Doubt, on the other hand, is the oxygen that can make the flame burn brighter. Doubt invites examination, and is willing to adapt to new information. When Thomas DOES see Jesus and see his wounds as proof, he exclaims “My Lord and My God!” He abandons his skepticism in the face of proof, and states the unthinkable—that Jesus is not just the Son of God, but IS God. All while also being the same beloved, fully human teacher Thomas has known and loved. We have a God who is fully human and fully divine—that’s why Thomas’s confession is important. 

We are called to proclaim a Savior who is with us in our suffering because he still bears the marks of his own suffering. Those marks Jesus bears are there to remind us that God loves us that much.

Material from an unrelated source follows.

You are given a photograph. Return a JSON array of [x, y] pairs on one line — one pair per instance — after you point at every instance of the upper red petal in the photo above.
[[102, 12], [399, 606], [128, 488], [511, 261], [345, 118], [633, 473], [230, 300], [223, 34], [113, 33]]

And we, as the Church, are called to bear our own marks into the world, so that the world, too, can see and believe. These marks and wounds are the sign of a love greater than words can express—a love that, when we open our hearts to it, overflows and spills out of us into a world starving for it.

Thomas’s doubt has led him further toward being a bold, powerful witness to who Jesus truly is. Thomas may have been initially wary or confused, but who isn’t at one time or another? The flame of belief, and of yearning to believe, burns within Thomas, and despite the locked doors, he remains still open to possibility. Especially to the possibility that his relationship with Jesus continues even after the cross and the tomb. And that's a precious lesson for us today, as well.

We have much to learn from Thomas, because Thomas reflects the willingness to suspend stubbornness, cynicism, and anxiety, and to allow the light of mystery to penetrate, bringing him to new understanding and enlightenment, remaking what he has previously known. Thomas may doubt, but he is willing to admit that he does not know everything. He is willing to be shaped and reformed in light of revelation, and to open himself to a new understanding of reality. Thomas is willing to own up to being human.

May we also be willing to doubt, to question, and to proclaim. May we be willing to suspend disbelief enough to see and hear what is right before us. May we make a space within our imaginations to receive new truths, allowing the risen Living Savior to break in among us, and reshape what we think we know.

Amen.

Preached at the 10:30 service broadcast on Facebook Live on April 19, 2020 for St. Martin's Episcopal Church, Ellisville.

Readings:
Acts 2:14a,22-32
Psalm 16
1 Peter 1:3-9
John 20:19-31


Notes:
I am indebted to the Rev. Dr. Karoline Lewis for hosting a webinar via Zoom on this text on Friday, April 17, 2020.